There have been two notable examples in the past when IPFS was useful for circumventing censorship. First is when the Turkish government blocked Wikipedia on April 29th. Snapshots of Wikipedia were immediately placed on IPFS so that Turkish citizens could circumvent the government censorship and view all Wikipedia content without reaching the website wikipedia.org itself. Second is when the Spanish government raided ISPs to block websites in support of the Catalan referendum on October 1st. The Catalan government then used IPFS to sidestep Spain’s legal block and ensured information about the referendum remained open on the Internet.

Property Rights

An alternative solution is bringing the notion of property rights to the Internet. In the current feudal Internet, a world without property rights, all of our data are kept in storage facilities owned by a few corporations. In this world, we disclose our personal information, places we’ve been to, and things we’ve bought to those few corporations. We are tracked 24/7, our data gets stolen in cyber breaches, and we can’t do anything about it. We are powerless serfs dependent on faceless corporate overlords.

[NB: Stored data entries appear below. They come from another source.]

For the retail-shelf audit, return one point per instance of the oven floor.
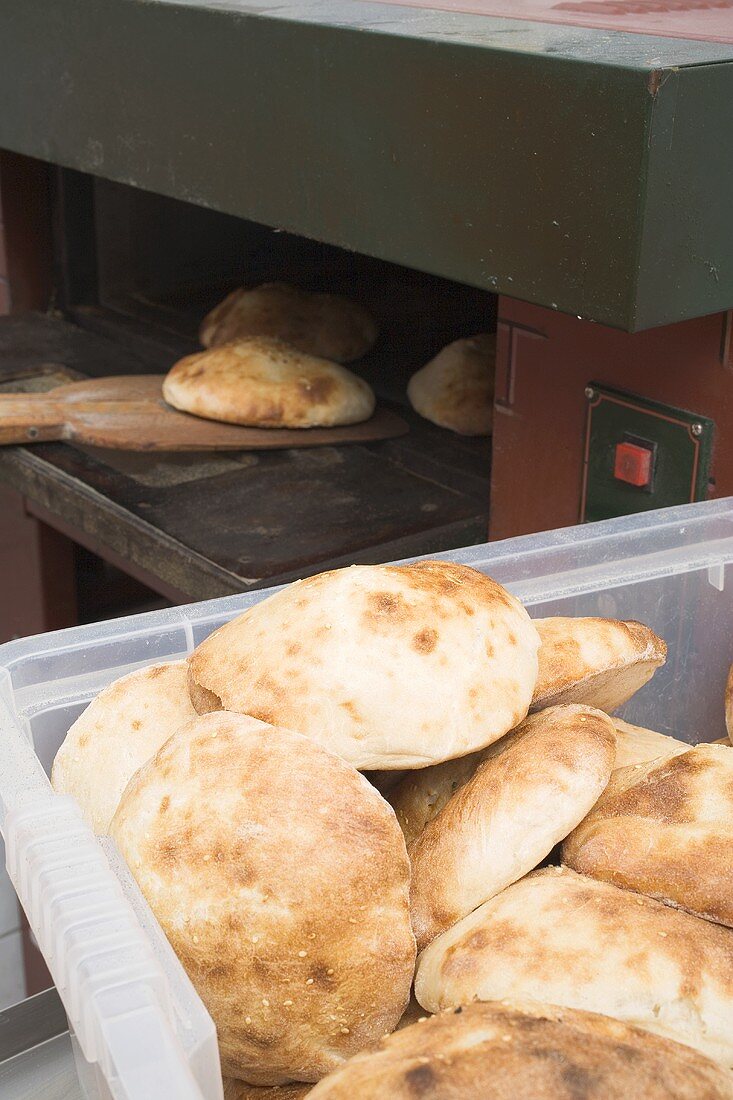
(207, 525)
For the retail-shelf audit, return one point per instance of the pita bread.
(562, 938)
(385, 781)
(601, 662)
(240, 1090)
(422, 794)
(323, 325)
(263, 383)
(637, 745)
(281, 878)
(389, 666)
(117, 734)
(528, 792)
(456, 389)
(664, 828)
(526, 1052)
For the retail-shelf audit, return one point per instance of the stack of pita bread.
(273, 360)
(554, 883)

Blockstack is building a new Internet on the blockchain that enables digital property rights. In this world, we own our own data and apps live locally on our devices. Corporate data centers are replaced with individual storage lockers where we own the keys to our respective lockers. Companies need permission from us to access our data. Rather than having users plug into company APIs, companies need to plug into user APIs.

Blockstack offers more stringent privacy protections of digital data. Under this new paradigm, the U.S. government needs a warrant or subpoena to search an individual’s data. This stands in contrast to dragnet surveillance of data centers, whose privacy protections are weakened by the “third-party doctrine” from Smith v. Maryland.

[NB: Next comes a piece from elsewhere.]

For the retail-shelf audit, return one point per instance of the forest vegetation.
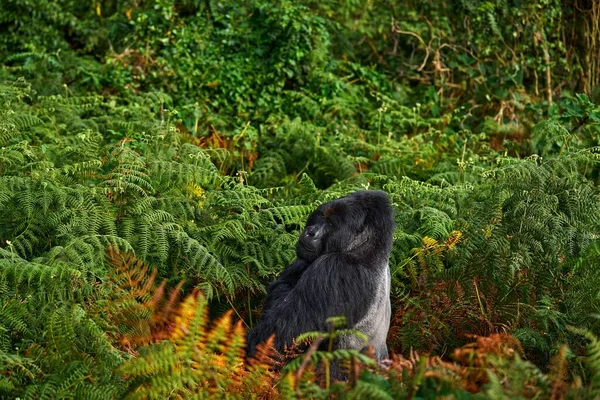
(158, 160)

Blockstack also mimics a similar development in history during the transition from medieval Europe to the Renaissance. The notion of private property and property rights emerged during the Renaissance when international trade loosened the stranglehold of feudalism and gave rise to mercantilist ideas.

These ideas were further developed by English philosopher John Locke. In his Second Treatise on Civil Government, Locke proclaimed that property ownership derives from one’s labor, that the rights to property and life are inalienable rights, and that it is the duty of the state to secure these rights for individuals. Locke argued that the safeguarding of natural rights such as the right to property would help curtail political abuses by the state. Likewise, digital property rights would help curtail abuses in cyberspace by governments and corporations alike.

The Internet is becoming more restricted and controlled. Government and corporate spying are becoming more widespread, ISPs are blocking services they don’t want you to access, countries are blocking content they don’t want you to access, and our own data is being used against us. Current discussions tend to revolve around policy and finding ways to regulate platform companies, Internet Service Providers, and data protection.

Meanwhile, nascent technologies such as IPFS and Blockstack offer promising solutions to this sobering trend on the Internet. If history repeats itself again, technology will be the disruptor that enables us to fulfill Sir Tim Berners-Lee’s mission of creating “an open platform that would allow everyone, everywhere to share information, access opportunities, and collaborate across geographic and cultural boundaries.”